Sementara Wakil Ketua DPR Fadli Zon dan politikus senior PAN Amien Rais sama-sama meminta Kemenag mencabut daftar tersebut. Amien bahkan meminta Menteri Agama mundur karena daftar mubalig itu dinilai Amien sebagai kebijakan keliru.

Pencabutan daftar tersebut juga diamini Ketua Pemuda Muhammadiyah, Ustaz Dahnil Anzar Simanjuntak. Ia menilai kebijakan yang telah diambil itu lebih baik dibatalkan. Sebab, keputusan itu berpotensi menimbulkan perpecahan antarmubaligh dan juga rasa ketidakpercayaan umat terhadap mubaligh. Namun, jika Kemenag berkukuh untuk terus merilis nama mubalig rujukan, ia meminta namanya dianulir. Bukan karena menolak. Tapi, karena dirinya merasa tidak layak sama sekali berada di dalam list tersebut (Tempo.co, 20/05/2018).

Selain Dahnil Anzar Simanjuntak, Ustaz Yusuf Mansur dan Ustaz Fahmi Salim juga menyatakan jika diri mereka tidak pantas masuk daftar tersebut. Keduanya meminta agar nama mereka dikeluarkan dari daftar rekomendasi 200 mubaligh oleh Kemenag. Menurut mereka, dengan adanya daftar tersebut justru membuat para penceramah bisa terpecah belah.

Ustadz Fahmi Salim bahkan mengaku tidak membutuhkan pengakuan tertulis dari pihak manapun untuk menyampaikan dakwahnya. Karena dia sadar sesadar-sadarnya bahwa dakwah adalah amanah besar dan tanggung jawab di hadapan Allah dan umat.

Ya, menyeruaknya daftar 200 nama mubalig rujukan ini nyatanya menuai banyak kontradiksi. Meski begitu, Menag menyatakan tidak akan menarik daftar tersebut. Lukman mengklaim daftar nama itu berasal dari permintaan masyarakat. Tidak pada tempatnya jika sesuatu yang masyarakat harapkan kemudian dicabut lagi (Cnnindonesia.com, 22/05/2018).

Bahkan pihaknya kembali menegaskan tidak mencabut daftar mubalig yang direkomendasikan. “Tidak mencabut. Tapi kami memperbaiki mekanisme setelah mendapat masukan masyarakat,” ujar Kepala Biro Humas, Data dan Informasi Kemenag, Mastuki (Cnnindonesia.com, 27/05/2018).
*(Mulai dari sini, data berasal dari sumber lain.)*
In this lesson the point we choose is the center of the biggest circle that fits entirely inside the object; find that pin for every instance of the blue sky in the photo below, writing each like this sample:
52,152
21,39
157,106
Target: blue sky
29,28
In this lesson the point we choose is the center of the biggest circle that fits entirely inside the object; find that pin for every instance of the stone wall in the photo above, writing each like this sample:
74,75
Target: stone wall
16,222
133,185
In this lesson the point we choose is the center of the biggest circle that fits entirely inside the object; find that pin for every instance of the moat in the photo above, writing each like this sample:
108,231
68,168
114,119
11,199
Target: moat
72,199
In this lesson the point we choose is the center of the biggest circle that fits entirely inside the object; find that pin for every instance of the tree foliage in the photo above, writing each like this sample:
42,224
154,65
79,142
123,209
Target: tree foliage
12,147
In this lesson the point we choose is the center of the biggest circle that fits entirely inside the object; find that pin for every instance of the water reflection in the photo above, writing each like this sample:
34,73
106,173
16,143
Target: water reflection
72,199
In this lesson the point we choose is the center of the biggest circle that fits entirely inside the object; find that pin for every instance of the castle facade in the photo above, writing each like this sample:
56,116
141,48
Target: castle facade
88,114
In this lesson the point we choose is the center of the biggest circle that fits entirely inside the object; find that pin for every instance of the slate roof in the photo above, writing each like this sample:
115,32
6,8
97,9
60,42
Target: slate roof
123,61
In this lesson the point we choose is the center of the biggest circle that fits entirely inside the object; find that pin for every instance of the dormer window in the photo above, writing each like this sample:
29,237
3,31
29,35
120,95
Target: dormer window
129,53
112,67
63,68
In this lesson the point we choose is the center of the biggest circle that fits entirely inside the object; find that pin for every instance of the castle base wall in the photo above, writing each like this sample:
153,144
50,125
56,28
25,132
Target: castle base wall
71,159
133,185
Di sisi lain, Mastuki menyatakan bahwa Kemenag sampai saat ini masih menerima usulan masyarakat melalui nomor WhatsApp yang disediakan. Masukan-masukan itu nantinya diteruskan kepada Majelis Ulama Indonesia (MUI) untuk ditindaklanjuti dengan membuat sertifikat sebagai tanda kompetensi kepada para mubalig yang direkomendasikan.

Derasnya kritik yang mengalir terhadap rilis 200 mubalig ini memunculkan aroma dikotomi (baca: ulama yang pro pemerintah dan ulama yang kontra). Usulan ini tentu saja dikhawatirkan akan memecah belah umat atas nama kebijakan negara. Pun, dapat menjadi alat untuk membungkam para ulama yang ikhlas dan istiqomah dalam memperjuangkan Islam. Sehingga akan melanggengkan status quo.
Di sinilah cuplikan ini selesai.